Некоторые уже возвращались. По пути домой они навидались всякого и теперь судачили, что в городах уральских и сибирских губерний неспокойно, что рабочий люд бунтует против царя. От этих разговоров делалось страшно. Что творится на свете? Что же будет?

Однако очевидцы и сами толком ничего не знали. Сибирский крестьянин никак не мог понять, о какой это ликвидации помещичьего землевладения говорят революционеры,— не было его сроду в здешних краях.

Еще от прадедов, бежавших за Урал, повелось так, земля не изба, не хозяину она навечно принадлежит, а общине. Община и делит ее на полоски по числу душ мужеского роду. Так что, рассуждал сибиряк, переделить надо землю — лет пятнадцать, однако, минуло после последнего передела,— и снова покой и лад наступят.

Жизнь сложна и трудна. Одни семьи на убыль идут — кого болезни уносят, кого несчастный случай, а кого и война в сыру землю захоронила, и все из мужской половины смерть повыхватывала, повыхватывала наделенных землей. Кое в каких домах и половины надельщиков не насчитать, а земля-то все за семьей остается — вот и владеет каждый двумя, тремя, а то и пятью наделами, богатеет.

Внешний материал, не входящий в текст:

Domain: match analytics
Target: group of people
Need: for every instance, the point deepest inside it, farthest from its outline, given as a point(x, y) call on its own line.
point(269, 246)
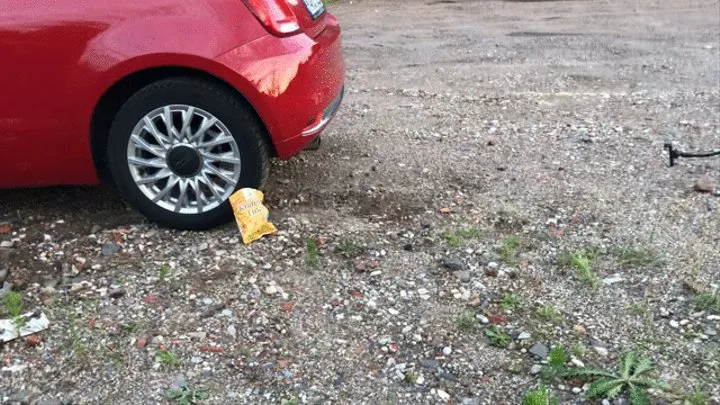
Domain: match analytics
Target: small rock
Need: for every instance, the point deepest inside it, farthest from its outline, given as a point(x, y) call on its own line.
point(198, 335)
point(705, 184)
point(613, 279)
point(430, 364)
point(33, 340)
point(110, 249)
point(271, 289)
point(22, 397)
point(601, 350)
point(539, 350)
point(116, 293)
point(452, 264)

Таким хоть бы и вовсе не было передела.

Другие хозяйства из года в год многолюднее становились. В таких, случалось, даже взрослые мужики не имели своего надела, что и было причиной бедности, всяких разладов. В этих домах надеялись дождаться передела, вырваться из тисков малоземелья, в которых и в добрый-то год тяжко, а уж когда недород случится, то и вовсе беда, хоть ложись да помирай.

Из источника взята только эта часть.